Perhaps the most pressing opportunity for Europe to demonstrate its sovereignty comes from the unbalanced relationship with China. This was meant to be the agenda-setting year for this crucial issue, until Covid upturned the world order. Hopes that a China-EU trade deal would be finally signed this year, replacing the unbalanced economic relationship with a level playing field for European exporters, have been dashed by intransigent Chinese delaying tactics, with Beijing cancelling the September Leipzig summit until further notice.
Merkel’s long-standing illusions of “change through trade” have evaporated, replaced by a clearer understanding that the Middle Kingdom’s rebirth as a great power represents a systemic challenge to Europe’s sovereignty. Similarly, the risks of over-dependence on supply chains trailing back to China have been revealed by Covid, with “health sovereignty” emerging as a major priority for EU action.
By proceeding with Huawei’s central role in rolling out Germany’s 5G network against both American threats and the advice of the German security services, Merkel’s government displayed a startling naivety on China, only now being reassessed. Belatedly realising that the new Cold War playing out inside its citizens’ smartphones will challenge Europe far more than a contest for the distant islets of the South China Sea, the EU is placing new emphasis on cyber security, an area in which joint and concerted action will likely bear successful fruit.

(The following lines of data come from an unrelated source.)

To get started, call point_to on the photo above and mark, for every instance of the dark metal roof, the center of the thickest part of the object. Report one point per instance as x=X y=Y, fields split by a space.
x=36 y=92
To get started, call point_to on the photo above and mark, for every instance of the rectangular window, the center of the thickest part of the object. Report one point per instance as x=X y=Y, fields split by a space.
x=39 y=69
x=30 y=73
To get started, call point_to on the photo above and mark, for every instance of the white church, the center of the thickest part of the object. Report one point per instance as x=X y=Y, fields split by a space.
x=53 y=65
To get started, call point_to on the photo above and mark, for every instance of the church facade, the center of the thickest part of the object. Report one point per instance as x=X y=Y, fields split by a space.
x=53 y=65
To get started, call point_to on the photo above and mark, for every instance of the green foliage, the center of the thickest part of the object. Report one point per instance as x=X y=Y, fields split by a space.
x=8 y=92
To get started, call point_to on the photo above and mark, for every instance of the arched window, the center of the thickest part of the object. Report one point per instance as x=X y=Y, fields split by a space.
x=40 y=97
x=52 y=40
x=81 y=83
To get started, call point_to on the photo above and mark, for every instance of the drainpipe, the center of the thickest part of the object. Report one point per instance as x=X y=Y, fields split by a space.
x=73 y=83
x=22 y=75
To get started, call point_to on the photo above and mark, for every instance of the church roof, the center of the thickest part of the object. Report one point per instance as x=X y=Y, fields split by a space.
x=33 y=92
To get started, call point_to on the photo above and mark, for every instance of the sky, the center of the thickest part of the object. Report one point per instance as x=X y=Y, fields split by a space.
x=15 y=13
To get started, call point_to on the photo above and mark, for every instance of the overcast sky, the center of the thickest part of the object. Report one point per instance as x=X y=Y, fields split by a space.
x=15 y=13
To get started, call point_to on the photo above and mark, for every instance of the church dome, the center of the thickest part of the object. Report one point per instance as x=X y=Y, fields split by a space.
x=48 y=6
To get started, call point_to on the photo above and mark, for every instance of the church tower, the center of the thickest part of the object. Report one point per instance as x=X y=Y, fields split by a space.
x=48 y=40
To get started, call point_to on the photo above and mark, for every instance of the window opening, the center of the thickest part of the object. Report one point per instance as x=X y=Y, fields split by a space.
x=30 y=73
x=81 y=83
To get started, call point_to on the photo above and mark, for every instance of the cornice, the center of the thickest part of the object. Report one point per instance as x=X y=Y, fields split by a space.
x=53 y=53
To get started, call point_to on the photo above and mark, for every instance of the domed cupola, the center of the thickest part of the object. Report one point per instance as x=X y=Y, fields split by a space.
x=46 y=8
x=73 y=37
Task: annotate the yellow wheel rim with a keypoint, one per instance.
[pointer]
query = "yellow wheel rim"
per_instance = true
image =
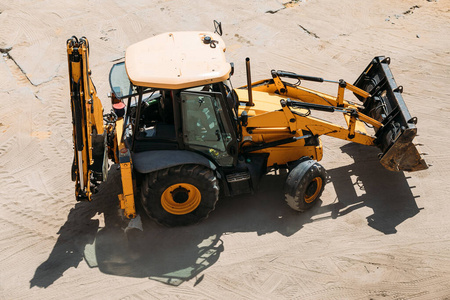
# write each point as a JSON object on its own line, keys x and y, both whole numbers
{"x": 181, "y": 198}
{"x": 313, "y": 189}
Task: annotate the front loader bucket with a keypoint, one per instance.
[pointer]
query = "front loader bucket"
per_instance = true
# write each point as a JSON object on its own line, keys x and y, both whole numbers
{"x": 387, "y": 106}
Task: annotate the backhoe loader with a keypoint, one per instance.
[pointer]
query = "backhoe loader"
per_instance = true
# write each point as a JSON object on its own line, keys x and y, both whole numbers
{"x": 182, "y": 135}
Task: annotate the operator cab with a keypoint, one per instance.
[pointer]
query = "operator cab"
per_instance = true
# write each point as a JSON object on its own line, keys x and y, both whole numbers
{"x": 188, "y": 108}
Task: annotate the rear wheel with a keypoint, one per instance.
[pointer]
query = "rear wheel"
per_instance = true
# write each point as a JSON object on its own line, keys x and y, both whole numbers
{"x": 180, "y": 195}
{"x": 304, "y": 185}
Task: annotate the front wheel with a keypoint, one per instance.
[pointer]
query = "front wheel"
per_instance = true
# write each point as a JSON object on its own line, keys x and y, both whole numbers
{"x": 304, "y": 185}
{"x": 180, "y": 195}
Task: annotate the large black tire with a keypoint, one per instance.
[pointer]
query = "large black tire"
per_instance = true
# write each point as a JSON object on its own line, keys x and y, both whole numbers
{"x": 180, "y": 195}
{"x": 304, "y": 185}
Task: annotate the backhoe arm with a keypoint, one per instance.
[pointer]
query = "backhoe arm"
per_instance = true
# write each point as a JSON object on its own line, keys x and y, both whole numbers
{"x": 87, "y": 119}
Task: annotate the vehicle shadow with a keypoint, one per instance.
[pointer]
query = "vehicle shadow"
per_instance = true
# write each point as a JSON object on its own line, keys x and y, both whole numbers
{"x": 176, "y": 255}
{"x": 365, "y": 183}
{"x": 169, "y": 255}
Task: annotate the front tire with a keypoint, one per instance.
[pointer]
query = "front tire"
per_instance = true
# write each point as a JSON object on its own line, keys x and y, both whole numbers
{"x": 180, "y": 195}
{"x": 304, "y": 185}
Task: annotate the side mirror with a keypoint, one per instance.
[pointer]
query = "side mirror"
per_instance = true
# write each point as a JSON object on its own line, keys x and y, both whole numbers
{"x": 218, "y": 27}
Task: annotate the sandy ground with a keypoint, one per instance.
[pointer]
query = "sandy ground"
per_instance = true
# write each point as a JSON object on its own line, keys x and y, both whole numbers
{"x": 375, "y": 234}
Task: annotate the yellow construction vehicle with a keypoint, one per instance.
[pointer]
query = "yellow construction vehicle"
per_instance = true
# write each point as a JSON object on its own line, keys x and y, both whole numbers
{"x": 182, "y": 135}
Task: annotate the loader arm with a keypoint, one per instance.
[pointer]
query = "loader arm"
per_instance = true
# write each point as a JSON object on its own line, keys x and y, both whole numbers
{"x": 94, "y": 141}
{"x": 383, "y": 109}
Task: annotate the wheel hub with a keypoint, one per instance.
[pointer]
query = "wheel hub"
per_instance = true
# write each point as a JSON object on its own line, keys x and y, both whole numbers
{"x": 180, "y": 198}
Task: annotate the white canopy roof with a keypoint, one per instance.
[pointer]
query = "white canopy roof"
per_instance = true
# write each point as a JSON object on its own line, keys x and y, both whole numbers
{"x": 177, "y": 60}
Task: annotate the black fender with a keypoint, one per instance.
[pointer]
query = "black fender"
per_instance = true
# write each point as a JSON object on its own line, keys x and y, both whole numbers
{"x": 150, "y": 161}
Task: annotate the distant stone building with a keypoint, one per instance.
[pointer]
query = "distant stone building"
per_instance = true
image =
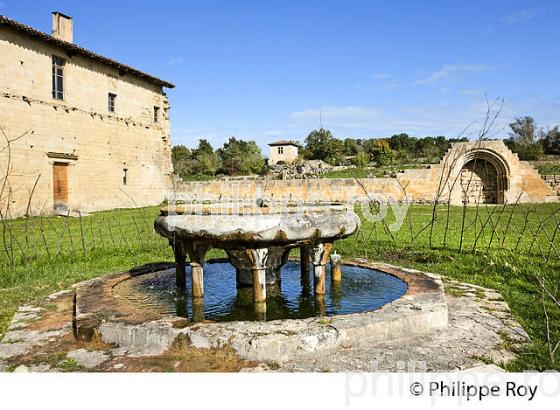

On human rights, Germany’s equivocal stance, gently rebuking the awakening giant for its abuses while deepening Germany’s economic and strategic dependence on its systemic rival, is coming under greater domestic pressure. Merkel will be forced to defend her China policy before the Bundestag this autumn, with the increasingly important German Greens emerging as unexpected China hawks, lambasting Huawei as a “Trojan horse” for the Chinese Communist Party and pushing for sanctions against individuals linked to repression of the country’s Uighur minority.
Initially weak EU statements against China’s actions in Hong Kong are slowly evolving into more assertively condemnatory language, but Merkel herself remains committed to striking a note of caution, remarking blandly in a recent interview that “China has become a global player. That makes us partners in economic cooperation and combating climate change, but also competitors with very different political systems. Not to talk to each other would certainly be a bad idea.”
A hangover from a vanished age of multilateral cooperation through trade rather than multipolar competition through foreign policy, Merkel’s natural caution will likely dampen any meaningful action towards reshaping the EU into a major geopolitical player. In the dying days of her generation-long role as Europe’s most powerful politician, Merkel will likely leave dramatic action to her successor, whoever that will be, with the potential heirs to her throne already vying to establish themselves as serious strategic thinkers on the European plane. For the continental bloc to survive the coming era of great power competition, concerted action to reshape the union into a strategic actor will need to happen soon.
While Germany wishes to extend its holiday from history for as long as possible, Russia and Turkey are already spreading their beach towels across the Mediterranean’s most desirable real estate, and the romance with China is already turning sour. This may be the EU’s Hamilton moment, but with Germany at the reins, it is one without a Hamilton to rise to the occasion.